No hay palabra más manoseada en estos días que "populismo". Para políticos, líderes empresariales, economistas y comentaristas, el triunfo de los Fernández en Argentina es una victoria del populismo. La guerra comercial de Trump, también. ¿Bajar las contribuciones a adultos mayores? Populista. ¿Oponerse a la inmigración? Populista. ¿Reducir la dieta parlamentaria? Populismo puro. ¿Maduro, Bolsonaro, Boris Johnson? Populistas. ¿El Frente Amplio, los tuits de Lavín, Piñera en los matinales? Populistas.
La palabra se vacía de significado. Cuando todo es populista, nada es populista. Ya no es una descripción, sino una descalificación, un atajo fácil para la pereza o los intereses inconfesables. ¿Se opone a algo, pero no quiere pensar por qué (o prefiere ocultarlo)? No hay problema: solo invoque la palabra mágica.
Así ha pasado con los proyectos de jornada laboral de 40 horas de la oposición, y de 41 horas flexibles del gobierno ("¡populistas!", se gritan de izquierda a derecha, y viceversa). Tanto, que el ministro del Trabajo ahora dice que su propuesta "es todo lo contrario al populismo".
Fácil, ¿no? Si el populismo es malo, entonces lo contrario al populismo es bueno.
Pero el populismo no es ese monstruoso sinónimo de demagogia, irresponsabilidad económica y dictadura política. La RAE lo define como una "tendencia política que pretende atraerse a las clases populares". Para el académico Ben Stanley, es "una relación antagónica entre el pueblo y la élite". El populismo, sea de izquierda o de derecha, divide a la sociedad entre una élite corrupta y un pueblo virtuoso, y se pone del lado de este último. "Ostento dos condiciones: el amor de los humildes y el odio a los oligarcas", decía Evita.
Esa definición maniquea, de blanco contra negro, puede servir al autoritarismo. Sí: Perón, Mussolini y Chávez usaron la división de élite versus pueblo contra la democracia. Pero esa es solo parte de la historia.
Hace justo un siglo, un político populista recorría Chile invocando a su "querida chusma" contra "la oligarquía, un gobierno de pocos en beneficio de pocos". "¡Hannibal ad portas!", proclamaba la publicidad de su rival, aludiendo al pánico de los romanos cuando el general cartaginés Aníbal amenazaba con destruir su ciudad. Es un "programa viviente de las envidias regionales, de los odios de clases y de las más avanzadas tendencias comunistas", advertían.

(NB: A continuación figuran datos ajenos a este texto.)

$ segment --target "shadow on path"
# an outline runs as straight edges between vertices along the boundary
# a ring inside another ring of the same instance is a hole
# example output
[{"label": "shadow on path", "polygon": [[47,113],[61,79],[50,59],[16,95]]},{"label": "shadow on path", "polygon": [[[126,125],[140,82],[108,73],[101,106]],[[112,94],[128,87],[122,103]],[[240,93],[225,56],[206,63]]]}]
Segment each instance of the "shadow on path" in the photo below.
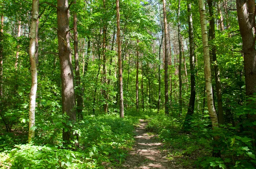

Ese populista se llamaba Arturo Alessandri, en 1920 llegó a La Moneda y hoy nadie discute que su visión sobre las necesidades de Chile (leyes laborales, reforma social, democratización de la política) era bastante más lúcida que la de la decadente oligarquía que lo atacaba.
Algunos años antes, en Estados Unidos, un movimiento, primero conocido como populismo y luego como progresismo, también denunció la trenza entre poder político y económico. De ese populismo democrático surgieron avances como las leyes antimonopolios, el fin de los carteles liderados por los "barones ladrones", las primeras regulaciones del financiamiento de campañas y la elección directa del Senado.
Tan positivo es su recuerdo, que la cara del más connotado de esos populistas, el presidente Teddy Roosevelt, está tallada en el Monte Rushmore, junto a los otros tres grandes: Washington, Jefferson y Lincoln.
Cuando es democrático, el populismo puede ser un bienvenido contrapeso al elitismo. Pero, ignorando toda esta historia, la muletilla del "populismo" como insulto sigue viento en popa, acuñada por una tecnocracia criada al calor del poder, que se acostumbró a que sus planillas Excel reemplacen a la deliberación democrática.
Esas planillas son falibles (recordemos el Transantiago). También sus advertencias pueden equivocarse (¿qué fue de los terribles efectos que tendrían medidas "populistas" como el posnatal de 6 meses o la creación del Sernac?). Es que, no nos engañemos, esas recetas suelen mezclarse en un espeso caldo de intereses particulares en las cocinas del poder. Así pasó con aberraciones como el CAE y las leyes de pesca, defendidas con argumentos pretendidamente "técnicos".
¿Es buena para los chilenos una jornada de 40 horas? ¿Cómo se debe regular la inmigración? ¿Cuánto deben ganar los parlamentarios? Todas ellas son preguntas políticas, no un test con respuestas correctas e incorrectas.
Ya no basta con gritar "¡Hannibal ad portas!". Es hora de reemplazar la pereza intelectual por el debate político. Tal vez haya que agradecérselo al populismo.